On this day in 2004, 40-year-old Arizona Diamondbacks lefthander Randy Johnson becomes the oldest pitcher in major league history to throw a perfect game, leading his team to a 2-0 victory over the Atlanta Braves. A “perfect game” is when a pitcher faces a minimum 27 batters, recording 27 outs. Through the 2006 season, only 17 perfect games had been thrown, including 15 in the modern era (post-1900).
Johnson, known for his overpowering fastball, struck out 13 batters in the game. He led the National League in strikeouts for the fifth time that year; he had previously won four strikeout titles in the American League, even though managers routinely stacked their lineups with right-handed hitters to combat Johnson’s utter dominance of left-handers. The 6-foot-10-inch “Big Unit” used his height and length to full advantage, striding towards the plate and throwing the ball sidearm, so that left-handers could not see the pitch until it was on top of them or past them.
Johnson had already thrown a no-hitter in 1990 for the Seattle Mariners; he missed a perfect game that day by walking seven batters. In 1995, still with Seattle, he won his first of five Cy Young Awards, given each year to the best American League and National League pitchers. His next four Cy Youngs came consecutively from 1999 to 2002, while he pitched for the National League’s Arizona Diamondbacks.
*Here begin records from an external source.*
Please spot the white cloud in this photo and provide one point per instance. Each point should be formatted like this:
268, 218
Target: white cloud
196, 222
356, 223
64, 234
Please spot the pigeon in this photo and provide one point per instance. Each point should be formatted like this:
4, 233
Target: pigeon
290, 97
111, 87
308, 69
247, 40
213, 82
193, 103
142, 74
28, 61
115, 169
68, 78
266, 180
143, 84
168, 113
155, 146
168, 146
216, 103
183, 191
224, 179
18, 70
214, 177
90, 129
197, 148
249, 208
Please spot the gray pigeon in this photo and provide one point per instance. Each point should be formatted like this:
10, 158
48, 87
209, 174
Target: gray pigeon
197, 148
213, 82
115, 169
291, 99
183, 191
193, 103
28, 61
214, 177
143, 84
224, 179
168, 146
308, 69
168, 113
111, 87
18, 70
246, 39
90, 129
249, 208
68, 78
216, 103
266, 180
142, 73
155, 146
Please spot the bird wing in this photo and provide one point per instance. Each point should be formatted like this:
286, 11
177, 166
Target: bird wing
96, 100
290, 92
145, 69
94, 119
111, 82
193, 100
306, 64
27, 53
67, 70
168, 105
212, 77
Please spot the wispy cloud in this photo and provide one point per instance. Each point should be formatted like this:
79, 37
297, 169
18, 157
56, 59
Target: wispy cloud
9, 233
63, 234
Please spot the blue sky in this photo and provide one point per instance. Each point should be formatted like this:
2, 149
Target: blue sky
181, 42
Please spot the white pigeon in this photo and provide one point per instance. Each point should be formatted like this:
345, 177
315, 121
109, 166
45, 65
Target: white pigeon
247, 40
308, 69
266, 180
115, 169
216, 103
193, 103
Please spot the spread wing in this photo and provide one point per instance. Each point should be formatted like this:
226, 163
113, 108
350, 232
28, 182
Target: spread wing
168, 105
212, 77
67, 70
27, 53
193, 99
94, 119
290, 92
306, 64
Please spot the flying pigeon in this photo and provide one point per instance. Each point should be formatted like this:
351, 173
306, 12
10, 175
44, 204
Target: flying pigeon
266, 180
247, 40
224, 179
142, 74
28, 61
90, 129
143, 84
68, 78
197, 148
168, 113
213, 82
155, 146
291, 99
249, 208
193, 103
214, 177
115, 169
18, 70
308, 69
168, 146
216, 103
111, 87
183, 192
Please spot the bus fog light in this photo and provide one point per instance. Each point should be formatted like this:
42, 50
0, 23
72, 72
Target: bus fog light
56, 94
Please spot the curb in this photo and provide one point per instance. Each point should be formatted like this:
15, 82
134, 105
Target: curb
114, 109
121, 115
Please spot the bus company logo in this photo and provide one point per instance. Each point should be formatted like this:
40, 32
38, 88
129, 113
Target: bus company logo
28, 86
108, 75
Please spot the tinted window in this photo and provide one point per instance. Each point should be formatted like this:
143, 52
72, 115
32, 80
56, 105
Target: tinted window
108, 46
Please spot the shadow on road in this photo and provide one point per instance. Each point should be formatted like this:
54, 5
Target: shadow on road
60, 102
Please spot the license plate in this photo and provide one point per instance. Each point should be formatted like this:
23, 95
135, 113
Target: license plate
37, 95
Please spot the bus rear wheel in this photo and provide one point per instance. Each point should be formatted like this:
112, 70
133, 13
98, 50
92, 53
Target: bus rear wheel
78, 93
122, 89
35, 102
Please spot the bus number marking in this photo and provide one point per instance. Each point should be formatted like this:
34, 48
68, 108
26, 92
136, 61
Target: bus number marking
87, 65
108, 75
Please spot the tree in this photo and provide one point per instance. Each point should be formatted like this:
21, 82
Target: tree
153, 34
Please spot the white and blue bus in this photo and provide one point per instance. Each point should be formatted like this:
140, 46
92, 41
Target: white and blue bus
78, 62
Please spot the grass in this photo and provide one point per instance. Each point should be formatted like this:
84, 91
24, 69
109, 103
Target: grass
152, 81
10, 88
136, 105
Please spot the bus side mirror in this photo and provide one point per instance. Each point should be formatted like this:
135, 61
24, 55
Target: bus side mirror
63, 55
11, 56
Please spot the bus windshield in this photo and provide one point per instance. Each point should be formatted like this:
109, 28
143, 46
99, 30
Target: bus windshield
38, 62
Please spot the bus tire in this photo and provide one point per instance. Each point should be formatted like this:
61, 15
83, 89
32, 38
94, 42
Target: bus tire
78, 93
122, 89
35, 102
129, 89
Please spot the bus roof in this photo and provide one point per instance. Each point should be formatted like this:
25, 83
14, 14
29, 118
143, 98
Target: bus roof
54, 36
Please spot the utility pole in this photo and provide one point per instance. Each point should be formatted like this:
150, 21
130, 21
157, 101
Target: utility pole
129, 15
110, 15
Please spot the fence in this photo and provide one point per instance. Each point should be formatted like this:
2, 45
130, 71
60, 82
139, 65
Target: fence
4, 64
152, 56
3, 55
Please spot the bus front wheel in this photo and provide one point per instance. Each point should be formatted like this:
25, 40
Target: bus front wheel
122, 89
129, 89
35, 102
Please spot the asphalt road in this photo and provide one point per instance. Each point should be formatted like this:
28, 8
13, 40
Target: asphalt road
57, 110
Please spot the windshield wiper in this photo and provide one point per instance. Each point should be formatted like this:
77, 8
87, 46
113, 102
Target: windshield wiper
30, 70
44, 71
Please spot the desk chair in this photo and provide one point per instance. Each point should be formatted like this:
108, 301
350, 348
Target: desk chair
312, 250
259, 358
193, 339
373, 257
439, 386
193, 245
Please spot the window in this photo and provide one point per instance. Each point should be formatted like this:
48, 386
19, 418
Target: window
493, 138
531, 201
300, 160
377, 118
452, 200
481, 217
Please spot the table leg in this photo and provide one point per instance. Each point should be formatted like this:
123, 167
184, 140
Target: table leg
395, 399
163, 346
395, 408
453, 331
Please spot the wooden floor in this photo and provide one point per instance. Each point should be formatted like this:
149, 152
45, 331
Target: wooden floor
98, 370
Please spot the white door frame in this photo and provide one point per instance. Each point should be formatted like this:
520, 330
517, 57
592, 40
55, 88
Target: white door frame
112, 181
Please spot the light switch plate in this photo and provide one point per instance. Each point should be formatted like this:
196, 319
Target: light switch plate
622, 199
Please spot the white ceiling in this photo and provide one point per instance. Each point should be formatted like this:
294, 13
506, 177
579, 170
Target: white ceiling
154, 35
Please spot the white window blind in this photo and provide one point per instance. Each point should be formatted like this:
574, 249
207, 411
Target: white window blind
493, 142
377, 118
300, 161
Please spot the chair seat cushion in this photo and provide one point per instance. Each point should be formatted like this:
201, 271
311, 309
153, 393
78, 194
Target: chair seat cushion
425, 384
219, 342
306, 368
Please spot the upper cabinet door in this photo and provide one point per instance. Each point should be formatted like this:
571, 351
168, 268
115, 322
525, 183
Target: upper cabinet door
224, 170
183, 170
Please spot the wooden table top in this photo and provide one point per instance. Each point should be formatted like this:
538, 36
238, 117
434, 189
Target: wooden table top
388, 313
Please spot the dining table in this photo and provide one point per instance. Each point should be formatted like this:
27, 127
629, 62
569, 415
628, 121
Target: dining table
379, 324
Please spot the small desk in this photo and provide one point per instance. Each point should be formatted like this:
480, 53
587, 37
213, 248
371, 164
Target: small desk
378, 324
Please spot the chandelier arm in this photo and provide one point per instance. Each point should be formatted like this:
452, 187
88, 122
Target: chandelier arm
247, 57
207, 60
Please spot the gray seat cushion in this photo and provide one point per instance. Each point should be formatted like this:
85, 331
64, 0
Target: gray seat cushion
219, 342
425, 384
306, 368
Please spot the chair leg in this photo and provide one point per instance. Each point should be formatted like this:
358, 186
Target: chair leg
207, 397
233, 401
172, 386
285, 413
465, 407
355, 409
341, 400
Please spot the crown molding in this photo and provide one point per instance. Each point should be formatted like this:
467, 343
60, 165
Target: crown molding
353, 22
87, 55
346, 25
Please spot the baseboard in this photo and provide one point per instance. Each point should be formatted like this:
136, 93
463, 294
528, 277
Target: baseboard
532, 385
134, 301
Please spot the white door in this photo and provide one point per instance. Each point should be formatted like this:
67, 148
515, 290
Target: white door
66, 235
In 2001, Johnson set a major league record with an average of 13.41 strikeouts per nine innings. He was also the fifth player to throw no-hitters in both the American League and National League after Cy Young, Jim Bunning, Nolan Ryan and Hideo Nomo.
The oldest pitcher to throw a no-hitter in the major leagues was 44-year-old Texas Ranger Nolan Ryan in 1991. It was the seventh no-hitter of Ryan’s career. He never threw a perfect game.